12.06.2022
Der Link verdeutlicht dass auch in modernen Protokollen Lysin eine Rolle spielt. Obgleich viele Vit. C als veraltet betrachten, das Dreieck von Alphaliponsäure (Zwischenprodukt im Stoffechse, fett- u. wasserlöslich), Vitamin C (wasserlöslich) und den fettlöslichen Antioxidantien die über Alphaliponsäure (ALA) und Vitamin C nach Oxidatin durch Neutralisierung eines freien Radikals von ALA allein oder ALA in Verbindung mit Vitamin C wieder reduziert werden - und somit dem System erneut zur Verfügung stehen - besteht auch noch heute. (Burgerstein, Strunz, Jopp, Hoffer, u. a.) Uralt Protokolle von Pauling in denen mit hochdosierten Vitamin C erfolgreich auf die Blutfette eingewirkt wurde betreffend Oidation und gar der Senkung von Blutfetten mögen antiquitiert erscheinen, dennoch sind es Ortho-Grundlagen. Allein deshalb weil bei Blutfetten und Oxidation Vitamin E eine Rolle spielt das wiederum auf Vitamin C angewiesen ist.
Ausgehend vom Ursrungsmail des Threads: Ein genetisch bedingtes zu hohes Lipoprotein A ist sehr wohl als Risikofaktor für Arteriosklerose zu betrachen.
ich hatte ja erähnt, dass moderne Protokolle sich durchaus vom Linus-Pauling-Protikoll abheben können, allerdings wird aus dem Link klar ersichtlich dass bei LPA Lysin eine wichtige Rolle spielt. Wenn du dich schwer damit tust dass auch ein Dr. Strunz in Frohmedizin auf Linus Pauling zurückgreift weil er der erste war der diesen Zusammenhang von Lysin und Gefäßschutz und der Möglichkeit mit Lysin - eingebunden in andere orthomolekulare Substanzen - ggf. LPA-Ablagerungen zu entfernen klar formuliert hat, dan weiß ich auch nicht weiter.

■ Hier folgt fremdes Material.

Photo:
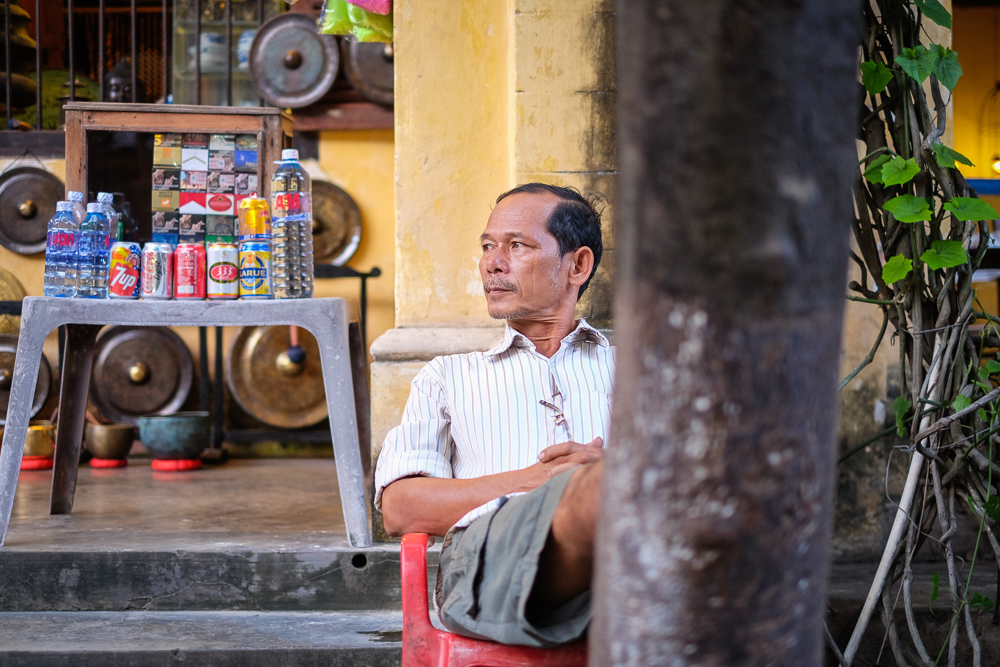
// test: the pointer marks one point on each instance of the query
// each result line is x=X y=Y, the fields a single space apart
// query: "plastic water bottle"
x=291 y=220
x=95 y=246
x=79 y=208
x=107 y=202
x=60 y=252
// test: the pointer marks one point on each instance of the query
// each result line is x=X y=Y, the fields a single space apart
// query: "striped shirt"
x=482 y=413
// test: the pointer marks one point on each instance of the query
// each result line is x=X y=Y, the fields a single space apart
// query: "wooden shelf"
x=342 y=116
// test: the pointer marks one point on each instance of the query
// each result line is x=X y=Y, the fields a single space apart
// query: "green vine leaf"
x=947 y=157
x=918 y=62
x=979 y=600
x=945 y=254
x=896 y=269
x=935 y=11
x=947 y=68
x=968 y=209
x=908 y=208
x=875 y=76
x=992 y=507
x=874 y=171
x=899 y=408
x=898 y=171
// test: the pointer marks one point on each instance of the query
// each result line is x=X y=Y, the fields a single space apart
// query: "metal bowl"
x=110 y=441
x=183 y=435
x=41 y=440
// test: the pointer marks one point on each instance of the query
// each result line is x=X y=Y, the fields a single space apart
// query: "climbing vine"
x=920 y=232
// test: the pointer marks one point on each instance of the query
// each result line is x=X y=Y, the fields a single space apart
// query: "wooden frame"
x=273 y=128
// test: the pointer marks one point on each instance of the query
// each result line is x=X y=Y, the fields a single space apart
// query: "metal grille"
x=98 y=37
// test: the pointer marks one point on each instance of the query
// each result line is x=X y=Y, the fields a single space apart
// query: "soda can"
x=254 y=219
x=223 y=271
x=255 y=270
x=157 y=271
x=189 y=271
x=123 y=270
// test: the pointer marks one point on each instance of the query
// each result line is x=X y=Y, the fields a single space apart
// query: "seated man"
x=502 y=451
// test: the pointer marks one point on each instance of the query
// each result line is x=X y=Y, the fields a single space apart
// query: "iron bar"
x=38 y=64
x=72 y=69
x=6 y=11
x=260 y=22
x=229 y=52
x=101 y=47
x=163 y=52
x=135 y=60
x=197 y=51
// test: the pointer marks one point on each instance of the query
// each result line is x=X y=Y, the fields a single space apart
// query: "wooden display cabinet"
x=109 y=147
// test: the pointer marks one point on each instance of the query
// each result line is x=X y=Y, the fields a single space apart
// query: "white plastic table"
x=327 y=319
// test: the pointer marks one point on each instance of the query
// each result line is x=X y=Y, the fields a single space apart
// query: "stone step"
x=218 y=639
x=331 y=579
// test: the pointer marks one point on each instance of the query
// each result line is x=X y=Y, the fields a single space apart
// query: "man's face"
x=524 y=275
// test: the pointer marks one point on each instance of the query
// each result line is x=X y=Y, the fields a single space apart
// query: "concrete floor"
x=258 y=505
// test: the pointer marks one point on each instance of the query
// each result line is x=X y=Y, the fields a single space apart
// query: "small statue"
x=118 y=84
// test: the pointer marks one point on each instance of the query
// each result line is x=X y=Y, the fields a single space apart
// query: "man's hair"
x=575 y=222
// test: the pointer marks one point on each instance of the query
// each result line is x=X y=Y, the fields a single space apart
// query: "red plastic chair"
x=426 y=646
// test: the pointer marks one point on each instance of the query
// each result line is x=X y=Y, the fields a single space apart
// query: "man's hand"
x=568 y=455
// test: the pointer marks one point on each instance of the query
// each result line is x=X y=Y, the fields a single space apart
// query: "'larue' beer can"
x=255 y=270
x=123 y=270
x=223 y=271
x=254 y=219
x=157 y=271
x=189 y=271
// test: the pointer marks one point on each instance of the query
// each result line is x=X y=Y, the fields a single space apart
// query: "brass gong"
x=140 y=371
x=336 y=224
x=28 y=197
x=269 y=384
x=10 y=290
x=8 y=350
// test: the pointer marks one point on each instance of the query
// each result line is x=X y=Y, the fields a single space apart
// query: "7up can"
x=123 y=271
x=255 y=270
x=223 y=271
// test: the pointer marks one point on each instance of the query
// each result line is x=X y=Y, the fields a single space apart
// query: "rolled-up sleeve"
x=421 y=444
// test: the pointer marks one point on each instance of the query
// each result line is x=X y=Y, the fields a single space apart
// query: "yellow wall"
x=975 y=38
x=452 y=153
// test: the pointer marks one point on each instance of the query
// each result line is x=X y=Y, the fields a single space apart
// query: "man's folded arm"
x=419 y=504
x=433 y=504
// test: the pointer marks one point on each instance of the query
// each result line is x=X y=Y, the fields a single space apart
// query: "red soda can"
x=223 y=271
x=157 y=271
x=189 y=271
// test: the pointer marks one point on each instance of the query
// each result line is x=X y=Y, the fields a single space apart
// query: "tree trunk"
x=736 y=122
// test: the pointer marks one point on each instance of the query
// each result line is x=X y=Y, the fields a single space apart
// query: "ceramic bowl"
x=41 y=440
x=109 y=441
x=183 y=435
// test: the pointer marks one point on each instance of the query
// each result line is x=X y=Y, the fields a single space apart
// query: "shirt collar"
x=514 y=338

Stimmt, diese Uralt-Protokolle betr. Arteriosklerose sind insofern inkomplett als dass heutige Protokolle vor allem auch Omega 3 mit Cofaktoren einbeziehen. Wie es machbar ist bei genetisch bedingt zu hohen Blutfettwerten nach einem eher aktuellen Protiokoll von Dr. Schmiedel zu arbeiten in denen u. a. 9 g Omega 3 vrkommt - initial für 6 Monate -, da kannst du gerne mal bei Greg nachfragen. Das ist übrigens gar nicht so einfach bei hohen Blutfetten noch mal eine ordentliche Portion Omega 3 drauf zu packen und dieses Paket mit ausreichend oxidativen Schutz und Antioxidantien auszustatten.
Nach wie vor bleibt es dabei, dass viele orthomolekulare Ärzte Vtamin C bei Arteriosklerose nicht außen vor lassen. Auch hat heute noch OPC im Zuammenhang mit Vitamin C die Wirkung Serin und Prolin über eine "Brücke" zu verbinden so dass die Gefäße elastisch bleiben. (Das geht auch über Vitamin C allein, allerdings braucht man dann sehr viel höhere Mengen.) Es passiert heute noch Menschen das sich durch die Einnahme von OPC und Vitamin C deren Blutdruck senkt. Starre, unflexible Gefäße sind auch ein Weg der zu Arteriosklerose führt.